Die Europäische Union möchte, dass Google jedem KI-Unternehmen erlaubt, seine Dienste zu nutzen, und das Unternehmen hasst die Idee. Apple stimmt Google zu.
Apple scheint von der Europäischen Union nicht gehört zu werden, wenn es sich über seine eigenen Erfahrungen bei der Arbeit im Rahmen des Digital Markets Act (DMA) beschwert. Aber da die EU um Antworten auf ihre Vorschläge zur Öffnung von Google für konkurrierende KI-Unternehmen gebeten hat, hat Apple es erneut versucht.
„Die DMs [draft measures] Anlass zu dringenden und ernsten Bedenken geben“, sagte Apple in einer Eingabe an die EU, wie aus Sicht von Reuters.
Apple ist beispielsweise ausdrücklich besorgt über die Idee, dass jedes KI-Unternehmen theoretisch über Android E-Mails versenden oder Essen bestellen könnte, ohne dass Google oder vielleicht der Benutzer davon Kenntnis erhält.
„Wenn sie bestätigt würden, würden sie erhebliche Risiken für die Privatsphäre und Sicherheit der Benutzer sowie für die Geräteintegrität und -leistung mit sich bringen“, fuhr Apple fort.
Apple hat zweifellos seine eigenen Plattformen im Sinn, wenn es nun Einwände dagegen erhebt, dass Konkurrenzfirmen vollen Zugriff auf Android haben.
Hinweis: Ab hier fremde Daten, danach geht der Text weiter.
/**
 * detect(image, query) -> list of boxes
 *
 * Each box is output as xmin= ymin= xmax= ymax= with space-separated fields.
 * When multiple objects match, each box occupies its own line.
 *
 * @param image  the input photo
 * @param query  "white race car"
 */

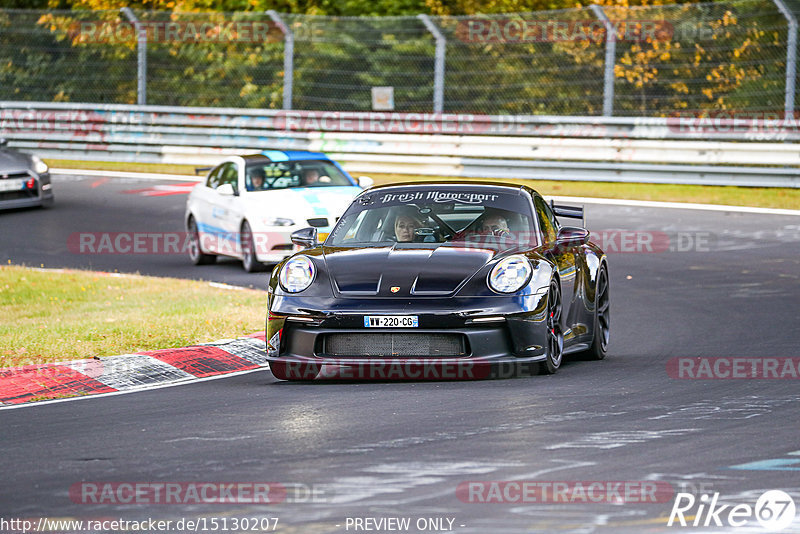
xmin=184 ymin=150 xmax=372 ymax=272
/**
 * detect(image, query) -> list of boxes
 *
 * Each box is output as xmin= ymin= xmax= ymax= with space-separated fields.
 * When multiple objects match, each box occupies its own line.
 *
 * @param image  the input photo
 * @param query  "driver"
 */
xmin=250 ymin=167 xmax=267 ymax=191
xmin=394 ymin=206 xmax=422 ymax=243
xmin=303 ymin=169 xmax=319 ymax=185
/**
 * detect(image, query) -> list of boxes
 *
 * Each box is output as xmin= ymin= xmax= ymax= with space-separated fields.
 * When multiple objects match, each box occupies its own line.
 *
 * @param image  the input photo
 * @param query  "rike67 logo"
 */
xmin=667 ymin=490 xmax=795 ymax=532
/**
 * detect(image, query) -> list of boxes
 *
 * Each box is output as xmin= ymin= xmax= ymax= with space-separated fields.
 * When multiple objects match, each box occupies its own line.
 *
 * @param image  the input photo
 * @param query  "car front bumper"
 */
xmin=0 ymin=171 xmax=54 ymax=210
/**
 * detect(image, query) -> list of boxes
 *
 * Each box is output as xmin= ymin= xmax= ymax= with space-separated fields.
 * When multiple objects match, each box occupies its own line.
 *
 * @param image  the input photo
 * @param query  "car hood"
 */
xmin=0 ymin=149 xmax=31 ymax=172
xmin=244 ymin=186 xmax=361 ymax=230
xmin=322 ymin=243 xmax=496 ymax=297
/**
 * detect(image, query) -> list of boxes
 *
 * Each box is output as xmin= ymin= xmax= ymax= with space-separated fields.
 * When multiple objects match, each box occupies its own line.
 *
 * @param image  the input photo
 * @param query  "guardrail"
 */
xmin=0 ymin=102 xmax=800 ymax=187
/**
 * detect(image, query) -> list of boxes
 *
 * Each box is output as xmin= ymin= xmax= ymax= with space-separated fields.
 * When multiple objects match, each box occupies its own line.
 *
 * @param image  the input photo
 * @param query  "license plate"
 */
xmin=364 ymin=315 xmax=419 ymax=328
xmin=0 ymin=180 xmax=25 ymax=191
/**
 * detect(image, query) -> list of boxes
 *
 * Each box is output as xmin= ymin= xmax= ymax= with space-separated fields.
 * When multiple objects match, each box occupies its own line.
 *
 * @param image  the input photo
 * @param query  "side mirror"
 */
xmin=216 ymin=184 xmax=236 ymax=197
xmin=556 ymin=226 xmax=589 ymax=247
xmin=292 ymin=226 xmax=319 ymax=248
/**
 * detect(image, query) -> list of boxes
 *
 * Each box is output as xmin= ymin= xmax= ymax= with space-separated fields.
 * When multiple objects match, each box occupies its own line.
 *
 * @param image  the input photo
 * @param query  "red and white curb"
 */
xmin=0 ymin=332 xmax=269 ymax=408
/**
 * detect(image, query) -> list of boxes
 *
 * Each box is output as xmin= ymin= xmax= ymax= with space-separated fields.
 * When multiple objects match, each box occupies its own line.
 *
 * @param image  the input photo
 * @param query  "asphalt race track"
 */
xmin=0 ymin=174 xmax=800 ymax=534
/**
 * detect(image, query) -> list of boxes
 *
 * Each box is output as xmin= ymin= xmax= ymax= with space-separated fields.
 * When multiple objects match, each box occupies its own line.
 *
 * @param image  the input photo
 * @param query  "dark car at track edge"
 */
xmin=0 ymin=138 xmax=53 ymax=210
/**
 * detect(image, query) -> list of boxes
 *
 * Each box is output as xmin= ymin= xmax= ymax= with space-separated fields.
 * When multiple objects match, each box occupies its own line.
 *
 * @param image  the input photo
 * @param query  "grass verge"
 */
xmin=48 ymin=160 xmax=800 ymax=210
xmin=0 ymin=266 xmax=266 ymax=367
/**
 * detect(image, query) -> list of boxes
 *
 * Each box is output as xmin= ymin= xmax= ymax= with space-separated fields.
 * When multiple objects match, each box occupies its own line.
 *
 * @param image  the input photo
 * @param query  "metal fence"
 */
xmin=0 ymin=102 xmax=800 ymax=188
xmin=0 ymin=0 xmax=800 ymax=117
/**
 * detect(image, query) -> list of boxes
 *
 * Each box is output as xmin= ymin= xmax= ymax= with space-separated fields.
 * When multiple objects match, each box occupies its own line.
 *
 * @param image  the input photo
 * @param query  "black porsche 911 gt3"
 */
xmin=267 ymin=182 xmax=609 ymax=380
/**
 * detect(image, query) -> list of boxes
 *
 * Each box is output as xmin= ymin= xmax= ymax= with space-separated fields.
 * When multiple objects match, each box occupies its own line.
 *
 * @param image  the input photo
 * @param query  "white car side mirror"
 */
xmin=216 ymin=184 xmax=236 ymax=197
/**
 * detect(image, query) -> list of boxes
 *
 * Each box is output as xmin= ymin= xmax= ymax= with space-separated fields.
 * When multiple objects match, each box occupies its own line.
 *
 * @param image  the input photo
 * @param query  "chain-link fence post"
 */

Es wird aber auch darauf hingewiesen, dass die EU in ihren Vorschlägen KI-Firmen spezifiziert hat, und Apple weist darauf hin, wie schlecht und fehlerbehaftet KI-Apps sind.
„Diese Risiken sind besonders akut im Kontext sich schnell entwickelnder KI-Systeme, deren Fähigkeiten, Verhaltensweisen und Bedrohungsvektoren unvorhersehbar bleiben“, sagte Apple, „wie wir jetzt immer wieder sehen.“
Bei einem solchen offenen Aufruf kann jeder seine Meinung gegenüber der EU äußern, und jeder, der dies tut, versucht eigentlich, seine eigenen Interessen zu schützen. Daher ist Apple offensichtlich besorgt, dass auch das Unternehmen gezwungen sein könnte, denselben Konkurrenzzugriff in iOS zuzulassen.
Allerdings verfügt Apple auch über die Erfahrung, dass es bei der Einhaltung des DMA angeblich „Hunderttausende Entwicklungsstunden“ gekostet hat. Und stellte im Rahmen seiner neuen Vorlage die technologische Expertise der EU in Frage.
„Die Europäische Kommission entwirft ein Betriebssystem neu … sie ersetzt die Beurteilungen der Google-Ingenieure durch ihre eigene Beurteilung, die auf weniger als drei Monaten Arbeit basiert“, sagte Apple. „Es ist umso gefährlicher, wenn man den einzigen Wert bedenkt, der darin erkennbar ist.“ [draft measures] Die Führung dieser Arbeit scheint ein offener und uneingeschränkter Zugang zu sein.
Unabhängig davon kam die EU im Mai 2026 zu dem Schluss, dass sich ihr DMA positiv ausgewirkt hat, und ignorierte damit Apples Lobbyarbeit für eine Überarbeitung.
Was passiert als nächstes?
Es ist nicht klar, wann Apple seinen Antrag bei der EU eingereicht hat, aber es geschah während des Konsultationszeitraums, der vom 27. April 2026 bis zum 13. Mai 2026 lief.
Die Europäische Kommission erklärt, dass sie die Eingaben sowohl von Google als auch von sogenannten interessierten Parteien „sorgfältig prüfen“ werde. Es heißt zwar, dass es aufgrund der Eingaben zu Anpassungen der vorgeschlagenen Maßnahmen kommen kann.
Es schreibt jedoch auch vor, dass seine endgültige Entscheidung „innerhalb von sechs Monaten“ nach Eröffnung des Spezifikationsverfahrens getroffen werden muss. In diesem Fall ist das der 27. Juli 2026.